Immunogenic neoantigens: mismatch repair (pMMR/dMMR)

Genomic and chromosomal instability is a hallmark of cancer, altering the genomic landscape and influencing immune responses. Tumors with non-synonymous mutations or genomic rearrangements often produce highly immunogenic neoantigens. Defects in DNA repair pathways, such as the mismatch repair (MMR) system, increase the formation of clonal neoantigens, making tumors more recognizable and sensitive to ICIs [197, 348]. The MMR system, primarily involving the proteins MLH1, MSH2, MSH6, and PMS2, corrects replication errors not fixed by DNA polymerase proofreading. Germline mutations in MMR genes, such as in Lynch syndrome, lead to MSI due to the accumulation of point mutations and defects in repeat sequences. Tumors with MSI-H or dMMR display frequent frameshift mutations and higher TMB, making them more responsive to ICIs [349,350,351]. The increased mutation load stimulates the generation of immunogenic neoantigens, which triggers T cell infiltration and immune activation. However, immune editing can lead to the loss of these neoantigens by selectively removing highly immunogenic tumor cell subpopulations, representing a mechanism of acquired resistance to immune surveillance.

Epigenetic reprogramming

Epigenetics involves heritable changes in gene expression that do not alter the DNA sequence. Key mechanisms include DNA methylation, chromatin remodeling, histone modification, and non-coding RNA regulation [352]. These processes ensure precise and lasting gene regulation. Tumorigenesis often features significant genetic and epigenetic alterations. For example, about 20% of cancers exhibit loss-of-function mutations in genes encoding the SWI/SNF chromatin remodeling complex [353]. DNA methylation, primarily regulated by DNA methyltransferase 1 (DNMT1), typically leads to gene silencing and is a stable feature of cells, often disrupted in cancer. Tumor cells exploit epigenetic mechanisms to evade immune surveillance and reduce the efficacy of ICB, often by suppressing endogenous interferon responses. By modifying the epigenetic landscape, tumor cells can either activate or repress human endogenous retroviruses (HERVs), influencing immune responses. Activation of HERVs can trigger an interferon-related innate immune response, enhancing tumor cell detection through viral mimicry. Chromatin-modifying agents, such as DNA methyltransferase inhibitors (DNMTis), can reactivate HERVs, inducing a type I interferon response and promoting apoptosis in OC models. Additionally, DNMTis and histone deacetylase inhibitors (HDACis) can generate HERV-derived immunogenic neoantigens, increasing tumor cell visibility to cytotoxic T cells and boosting immune-mediated tumor destruction [354,355,356,357].

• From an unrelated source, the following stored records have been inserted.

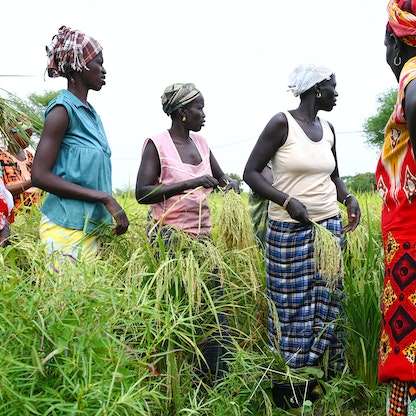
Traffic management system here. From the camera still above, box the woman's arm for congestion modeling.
[328,123,361,232]
[243,113,309,224]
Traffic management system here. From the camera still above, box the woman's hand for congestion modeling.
[193,175,218,189]
[286,198,310,225]
[104,196,129,235]
[344,195,361,233]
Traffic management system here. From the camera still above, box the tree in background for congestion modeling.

Epigenetic changes can also drive tumor-specific neoantigen formation and reactivation of developmental genes, producing differentiation antigens [358, 359]. Loss of MHC-I expression in tumors may be due to the epigenetic silencing of antigen-presenting genes, such as TAP1, TAP2, and β2m. However, this can be reversed with DNMTis or HDACis. Additionally, global DNA methylation can upregulate PD-L1 and inhibitory cytokines. The cGAS-STING signaling pathway, which detects abnormal DNA and triggers type I interferon responses, is often inhibited by epigenetic silencing in tumors, reducing immunotherapy efficacy. In preclinical models, DNMT1 and EZH2-mediated modifications inhibit T-helper 1 (Th1) chemokines CXCL9 and CXCL10, blocking effector T cell infiltration and correlating with poor clinical outcomes in cancers like OC [360,361,362]. Understanding these epigenetic mechanisms offers potential therapeutic strategies to overcome immunosuppression and enhance immunotherapy effectiveness.

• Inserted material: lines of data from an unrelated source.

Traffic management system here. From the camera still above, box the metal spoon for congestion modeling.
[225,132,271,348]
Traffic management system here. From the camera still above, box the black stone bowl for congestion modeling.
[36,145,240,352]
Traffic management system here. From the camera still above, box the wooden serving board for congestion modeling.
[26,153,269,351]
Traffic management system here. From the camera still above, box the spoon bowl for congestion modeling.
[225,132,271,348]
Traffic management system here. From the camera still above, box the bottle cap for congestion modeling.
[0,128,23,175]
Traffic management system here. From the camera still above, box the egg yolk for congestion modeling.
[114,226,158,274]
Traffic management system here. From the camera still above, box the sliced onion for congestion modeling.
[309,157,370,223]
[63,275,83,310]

Oncogenic signaling pathways activation

Tumor intrinsic oncogenic signaling pathways drive malignant progression and contribute to the maintenance of an immunosuppressive TME. Mutations in pathways such as IFNγ/JAK/STAT, WNT/β-catenin, PTEN/PI3K, and RAS have been shown to both induce immunogenic responses and mediate immune exclusion, thereby fostering immune resistance. Investigating how these oncogenic pathways influence resistance to ICIs may offer valuable insights for enhancing the effectiveness of immune checkpoint therapies.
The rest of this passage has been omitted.